Read this post in / Anche disponibile in: Italian
Despite a few problems caused by the fact that the dialect name for this fish here in Messina is biata, I did in the end manage to find the Italian equivalent (occhiata), which led me to the English translation. As a result, I can confidently confirm that the fish I cooked was saddled seabream, also trading under the rather more poetic alias of Oblada melanura. The best way to identify it, I learned, apart from the general shape and stripes, is the black spot near the tail (which I can only presume is the ‘saddle’ referred to in its English name).
This, like other members of the seabream family, makes great eating, with delicate, tender meat.
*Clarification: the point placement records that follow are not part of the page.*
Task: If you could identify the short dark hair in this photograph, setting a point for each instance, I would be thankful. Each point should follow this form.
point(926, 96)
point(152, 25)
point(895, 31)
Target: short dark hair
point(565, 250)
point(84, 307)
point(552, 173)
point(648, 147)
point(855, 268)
I usually serve it simply grilled with a drizzle of olive oil, a squeeze of lemon juice, and a sprinkle of salt and pepper. And in fact, that’s how one of yesterday’s haul ended up. But, just for a change, I thought I’d do the rest “all’acqua pazza” (literally with “mad water”). This is a popular way of cooking fish in the south of Italy, in a lightly aromatic tomato and garlic broth. I don’t know where the name comes from, but imagine it’s down to the spiciness of the broth, provided by black pepper and/or chillis. However, in my recipe the name is slightly (well, very, to be honest) misleading, since I don’t actually use water at all. I find that the wine, together with the cooking juices released by the fish and tomatoes provide quite enough liquid to cook the fish and produce a thin sauce.
This method, unsurprisingly, also works well for other members of the bream family, such as sheepshead bream, red bream and gilt-head bream, and also for sea bass. In fact, I imagine, for any delicate-flavoured white fish. It also has the merit of being quick and simple. You could of course also use fish fillets for the recipe, but it won’t be quite the same.
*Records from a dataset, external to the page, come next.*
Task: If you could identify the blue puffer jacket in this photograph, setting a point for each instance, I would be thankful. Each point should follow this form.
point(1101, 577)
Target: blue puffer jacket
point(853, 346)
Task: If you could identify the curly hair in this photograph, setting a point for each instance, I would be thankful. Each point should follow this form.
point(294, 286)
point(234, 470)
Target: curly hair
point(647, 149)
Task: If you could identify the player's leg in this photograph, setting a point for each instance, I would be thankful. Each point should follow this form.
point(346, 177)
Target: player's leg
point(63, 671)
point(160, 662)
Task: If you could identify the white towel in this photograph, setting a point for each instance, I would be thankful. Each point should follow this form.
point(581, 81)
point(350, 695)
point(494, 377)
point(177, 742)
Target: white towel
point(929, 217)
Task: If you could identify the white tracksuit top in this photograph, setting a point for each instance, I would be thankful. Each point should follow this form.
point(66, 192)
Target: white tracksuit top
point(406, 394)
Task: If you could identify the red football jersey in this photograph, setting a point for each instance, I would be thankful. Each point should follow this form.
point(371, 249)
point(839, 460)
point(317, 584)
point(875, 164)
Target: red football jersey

One thing you should do is ask your fishmonger to descale the fish for you. I forgot, and so had to do it myself. It’s not difficult, but you do tend to end up covered in fish scales, which fly off in unpredictable directions. In fact, an Italian fishmonger will often ask you how you want to cook your fish. If you’re grilling it, he’ll leave the scales on, to act as a further layer of protection for the delicate meat. If you’re serving it stewed, he’ll take them off, because the last thing you want is your broth full of the things – tiny, hard and inedible.
- 2 saddled bream of about 400g each, gutted, descaled and washed
- 3 ripe tomatoes or 300g cherry tomatoes, roughly chopped
- 3 cloves of garlic, sliced in half lengthways
- Small bunch of parsley, chopped
- 100ml dry white wine
- Extra virgin olive oil
- Sea salt and freshly ground black pepper
- Dry or fresh chilli pepper, to taste (optional)
- In a casserole dish or non-stick saucepan (preferably oval; necessarily with a lid), mix the tomatoes with some salt and pepper (and chilli, if using), two of the garlic cloves, most of the parsley and two tablespoons of oil.
- Place the fish on the tomatoes, and season the stomach cavity of each with salt, pepper, half a clove of garlic and a little parsley.
- Pour over the wine, season the outside of the fish with some more salt and pepper, and finish off with a final drizzle of olive oil.
- Cover and bring to the boil, then reduce the heat to a simmer, and continue to cook, covered, for 15 minutes. Don’t worry that the fish isn’t fully submerged in liquid. The whole idea of this method is that the fish is half stewed, half steamed.
- Remove the fish to warmed plates and reduce the broth over the highest heat you can muster for a couple of minutes. Serve with the fish.
A glass of some delicate, floral white and a chunk of crusty bread is all this needs, and is all mine got.